The Beast used to hurl insults back at all of them, but it seemed only to fuel their passion for cruelty, and he didn’t dare stir up his own anger and desire for violence, so he just stood stock still, waiting for their little torture session to end.
Martha spoke again. “In case you’ve forgotten, here are the rules, Beast, laid out by all the sisters: You must love her and that love must be returned with true love’s kiss, before your twenty first birthday. She may use the mirror as you do, to see into the world beyond your kingdom, but she must never know the details of the curse or how it’s to be broken. You will notice she sees the castle and its enchantments differently than yourself. The most terrifying aspects of the curse are reserved for you.”
The Beast stared blankly at the witches.
Martha smiled creepily and continued, “This is your one advantage. The only thing in this castle or on its grounds that will frighten Belle is your visage.”
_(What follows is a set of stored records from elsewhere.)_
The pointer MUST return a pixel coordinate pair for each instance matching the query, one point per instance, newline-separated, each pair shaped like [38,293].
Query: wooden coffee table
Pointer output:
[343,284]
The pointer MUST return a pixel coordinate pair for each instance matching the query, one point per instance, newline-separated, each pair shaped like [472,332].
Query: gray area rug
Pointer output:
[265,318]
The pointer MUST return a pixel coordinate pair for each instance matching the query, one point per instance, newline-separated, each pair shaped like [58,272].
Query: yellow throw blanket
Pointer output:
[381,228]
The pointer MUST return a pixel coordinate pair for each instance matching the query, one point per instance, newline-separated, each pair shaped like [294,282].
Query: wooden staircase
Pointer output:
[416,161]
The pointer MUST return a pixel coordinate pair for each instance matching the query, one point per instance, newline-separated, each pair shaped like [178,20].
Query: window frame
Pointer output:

Lucinda chimed in. “When was the last time you looked upon your reflection, Beast? Or saw to the rose?”
There had been a time when the rose wasn’t out of his sight. Lately he tried to forget it. He had almost expected the sisters’ visit this evening would be to inform him that the last petal had fallen off its enchanted stem. But they were just here to mock him, as always, to tempt him into violence, and they’d love nothing more than to see his soul further besmirched.
Lucinda’s cackling voice brought him out of his reverie. “It won’t be long now.…”
Martha continued, “Not long at all, Beast.”
“Soon the last petal will fall and you shall remain in this form with no chance of transformation to your former self.”
“And on that day…”
“We will dance!” they finished in unison.
The Beast finally spoke. “And what of the others? Are they to remain as they are, doomed to enchantment as well?”
Ruby’s eyes widened in wonder. “Concern? Is that what we detect? Isn’t that odd?”
“Concern for himself.”
“Yes, for himself, always himself, never others.”
“Why would he concern himself with servants? He never gave them a second thought, unless it was to punish them.”